Sql-server – How SQL server database reorganize memory

sql serversql-server-2008

I am using [sys].[master_files] table to determine the size of the database, however i didn't get a sensible value yet. If i am inserting 100 rows into a table ideally db size should increase while i am getting the same size even after inserting 1000 rows , sometimes it may decrease unexpectedly. Then i drop all the tables from the database and after that it shows 188 MB from 180 , size increased after dropping all tables. This is also not good.

When i am using DBCC SHINKDATABASE ('dbName') , i am getting a good value. It reduced to 22 MB. My question is how i can determine the size of a particular DB , which is showing sensible changes. Any help will be appreciated , thanks.

Best Answer

SQL Server does its own database file management - it does grow your .mdf file every time you need a few bytes more space.

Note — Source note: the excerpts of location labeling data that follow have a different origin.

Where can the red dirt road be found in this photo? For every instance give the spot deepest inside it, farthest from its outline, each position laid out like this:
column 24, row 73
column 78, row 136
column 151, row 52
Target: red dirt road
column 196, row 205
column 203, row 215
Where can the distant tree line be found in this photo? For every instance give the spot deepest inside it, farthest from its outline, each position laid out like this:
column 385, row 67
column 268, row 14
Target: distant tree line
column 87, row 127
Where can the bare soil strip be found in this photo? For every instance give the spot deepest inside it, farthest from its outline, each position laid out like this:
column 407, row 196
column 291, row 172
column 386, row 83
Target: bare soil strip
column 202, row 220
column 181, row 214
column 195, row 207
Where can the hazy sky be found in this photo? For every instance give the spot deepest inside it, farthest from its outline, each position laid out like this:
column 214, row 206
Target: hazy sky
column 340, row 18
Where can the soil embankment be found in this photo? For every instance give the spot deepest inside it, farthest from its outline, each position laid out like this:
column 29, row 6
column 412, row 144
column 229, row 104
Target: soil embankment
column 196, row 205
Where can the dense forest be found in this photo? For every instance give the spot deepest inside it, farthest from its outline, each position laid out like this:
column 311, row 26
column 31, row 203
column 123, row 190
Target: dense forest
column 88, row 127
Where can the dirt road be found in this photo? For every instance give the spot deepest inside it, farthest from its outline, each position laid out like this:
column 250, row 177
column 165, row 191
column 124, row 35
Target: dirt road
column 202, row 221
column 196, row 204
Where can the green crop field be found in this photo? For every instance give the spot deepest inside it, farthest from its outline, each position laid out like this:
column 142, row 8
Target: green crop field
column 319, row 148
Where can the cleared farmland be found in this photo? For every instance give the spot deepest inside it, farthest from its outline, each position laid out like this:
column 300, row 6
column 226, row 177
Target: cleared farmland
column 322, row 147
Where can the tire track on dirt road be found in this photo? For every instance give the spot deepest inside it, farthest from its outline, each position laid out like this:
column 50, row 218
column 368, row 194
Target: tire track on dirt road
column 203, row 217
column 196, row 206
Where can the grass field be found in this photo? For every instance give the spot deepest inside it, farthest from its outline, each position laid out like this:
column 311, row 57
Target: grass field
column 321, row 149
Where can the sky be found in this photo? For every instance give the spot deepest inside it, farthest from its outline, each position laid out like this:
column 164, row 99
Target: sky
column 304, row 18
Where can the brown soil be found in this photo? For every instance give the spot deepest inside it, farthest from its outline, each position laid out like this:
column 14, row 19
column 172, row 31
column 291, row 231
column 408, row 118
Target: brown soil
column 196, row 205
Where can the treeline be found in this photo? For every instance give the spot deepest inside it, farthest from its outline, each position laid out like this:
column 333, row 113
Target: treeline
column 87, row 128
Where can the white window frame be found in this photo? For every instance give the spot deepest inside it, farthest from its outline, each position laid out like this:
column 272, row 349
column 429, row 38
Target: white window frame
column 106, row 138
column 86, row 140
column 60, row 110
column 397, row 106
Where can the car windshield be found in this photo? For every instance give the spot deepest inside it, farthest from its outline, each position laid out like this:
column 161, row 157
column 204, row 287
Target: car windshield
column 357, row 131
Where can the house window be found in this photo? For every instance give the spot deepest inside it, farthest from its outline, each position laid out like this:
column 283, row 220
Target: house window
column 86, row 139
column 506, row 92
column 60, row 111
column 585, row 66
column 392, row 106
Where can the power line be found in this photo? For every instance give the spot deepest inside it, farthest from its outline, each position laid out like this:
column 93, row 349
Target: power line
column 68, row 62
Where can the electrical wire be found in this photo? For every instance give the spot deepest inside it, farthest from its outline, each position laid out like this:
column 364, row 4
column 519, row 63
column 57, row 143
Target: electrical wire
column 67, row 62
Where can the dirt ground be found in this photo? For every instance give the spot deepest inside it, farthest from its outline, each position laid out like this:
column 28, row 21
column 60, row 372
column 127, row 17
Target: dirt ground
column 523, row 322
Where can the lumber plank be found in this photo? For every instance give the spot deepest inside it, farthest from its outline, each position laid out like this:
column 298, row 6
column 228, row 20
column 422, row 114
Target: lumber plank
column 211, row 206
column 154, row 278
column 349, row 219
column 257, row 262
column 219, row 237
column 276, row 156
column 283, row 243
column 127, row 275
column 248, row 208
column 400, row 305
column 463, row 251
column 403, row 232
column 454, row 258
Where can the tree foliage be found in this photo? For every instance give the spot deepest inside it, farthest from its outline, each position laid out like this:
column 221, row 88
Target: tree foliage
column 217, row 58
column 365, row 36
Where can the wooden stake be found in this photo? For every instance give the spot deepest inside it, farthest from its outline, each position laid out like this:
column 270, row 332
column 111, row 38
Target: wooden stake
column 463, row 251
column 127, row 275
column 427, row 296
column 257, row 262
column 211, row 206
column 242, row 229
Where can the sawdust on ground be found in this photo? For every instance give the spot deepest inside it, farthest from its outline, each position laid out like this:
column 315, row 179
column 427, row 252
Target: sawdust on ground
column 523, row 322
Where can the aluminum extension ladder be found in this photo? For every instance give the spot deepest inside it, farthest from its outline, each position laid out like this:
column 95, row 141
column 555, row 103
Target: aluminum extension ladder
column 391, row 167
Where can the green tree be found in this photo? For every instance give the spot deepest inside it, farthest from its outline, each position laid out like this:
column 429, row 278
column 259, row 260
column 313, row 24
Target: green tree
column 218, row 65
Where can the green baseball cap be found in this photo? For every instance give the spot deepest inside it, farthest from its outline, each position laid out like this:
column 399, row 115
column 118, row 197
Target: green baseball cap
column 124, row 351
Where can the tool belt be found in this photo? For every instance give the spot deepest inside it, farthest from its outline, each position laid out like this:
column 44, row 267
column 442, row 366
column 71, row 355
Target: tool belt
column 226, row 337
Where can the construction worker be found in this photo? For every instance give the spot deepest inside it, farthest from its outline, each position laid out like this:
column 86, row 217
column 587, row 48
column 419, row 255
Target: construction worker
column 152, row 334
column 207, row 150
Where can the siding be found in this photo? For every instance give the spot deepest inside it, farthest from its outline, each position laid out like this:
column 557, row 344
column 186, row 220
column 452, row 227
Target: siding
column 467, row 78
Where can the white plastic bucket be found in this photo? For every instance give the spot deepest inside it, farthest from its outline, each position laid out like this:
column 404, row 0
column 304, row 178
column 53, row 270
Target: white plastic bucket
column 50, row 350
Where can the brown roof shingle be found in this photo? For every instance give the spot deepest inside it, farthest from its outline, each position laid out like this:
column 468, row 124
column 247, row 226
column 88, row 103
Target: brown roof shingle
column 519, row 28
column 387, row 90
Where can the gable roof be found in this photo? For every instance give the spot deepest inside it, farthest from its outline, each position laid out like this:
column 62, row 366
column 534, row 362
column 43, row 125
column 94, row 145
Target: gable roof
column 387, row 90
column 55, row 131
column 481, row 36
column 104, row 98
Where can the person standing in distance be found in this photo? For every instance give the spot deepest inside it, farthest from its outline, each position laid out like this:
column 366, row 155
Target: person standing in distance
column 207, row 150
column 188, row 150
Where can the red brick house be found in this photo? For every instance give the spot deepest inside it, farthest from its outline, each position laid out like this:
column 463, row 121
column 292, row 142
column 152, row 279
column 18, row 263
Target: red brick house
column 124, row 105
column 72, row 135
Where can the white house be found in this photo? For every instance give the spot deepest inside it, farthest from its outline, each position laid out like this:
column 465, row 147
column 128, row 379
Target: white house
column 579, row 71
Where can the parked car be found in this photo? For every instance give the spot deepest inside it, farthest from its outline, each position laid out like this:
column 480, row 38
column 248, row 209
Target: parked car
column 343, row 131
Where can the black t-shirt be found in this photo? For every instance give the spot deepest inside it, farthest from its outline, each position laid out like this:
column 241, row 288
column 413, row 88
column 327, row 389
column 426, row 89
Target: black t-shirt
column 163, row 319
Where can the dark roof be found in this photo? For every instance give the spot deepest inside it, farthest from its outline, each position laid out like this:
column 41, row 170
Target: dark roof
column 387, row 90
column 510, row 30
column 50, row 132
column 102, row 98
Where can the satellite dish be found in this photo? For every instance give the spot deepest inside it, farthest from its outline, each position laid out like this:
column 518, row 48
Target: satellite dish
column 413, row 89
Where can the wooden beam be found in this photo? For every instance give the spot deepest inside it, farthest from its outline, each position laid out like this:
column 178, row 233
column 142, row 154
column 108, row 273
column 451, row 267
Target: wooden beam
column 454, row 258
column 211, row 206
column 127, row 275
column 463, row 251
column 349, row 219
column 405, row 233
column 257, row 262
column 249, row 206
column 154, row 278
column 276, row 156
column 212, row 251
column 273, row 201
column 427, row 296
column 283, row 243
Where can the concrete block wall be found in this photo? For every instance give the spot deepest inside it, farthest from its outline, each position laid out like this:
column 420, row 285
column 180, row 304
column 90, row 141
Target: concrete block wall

Instead, for each database file, you've defined an initial size and how it will grow - by percent or by a fixed size. You can see these values by issuing this query:

SELECT 
    name, physical_name,
    size, max_size, growth, is_percent_growth
FROM sys.database_files

If your database file is set to e.g. 180 MB in size, and the growth is set to 50 MB, then as soon as the space in the allocated 180 MB is no longer sufficient, the file will be grown by 50 MB (to 230 MB).

By default, SQL Server also never shrinks data files - what for? Just to grow them again later on? It keeps track of unused space inside the file, and will reuse that space, until again, the file size isn't sufficient anymore, at which point it will be grown again (by that settings that's defined per file).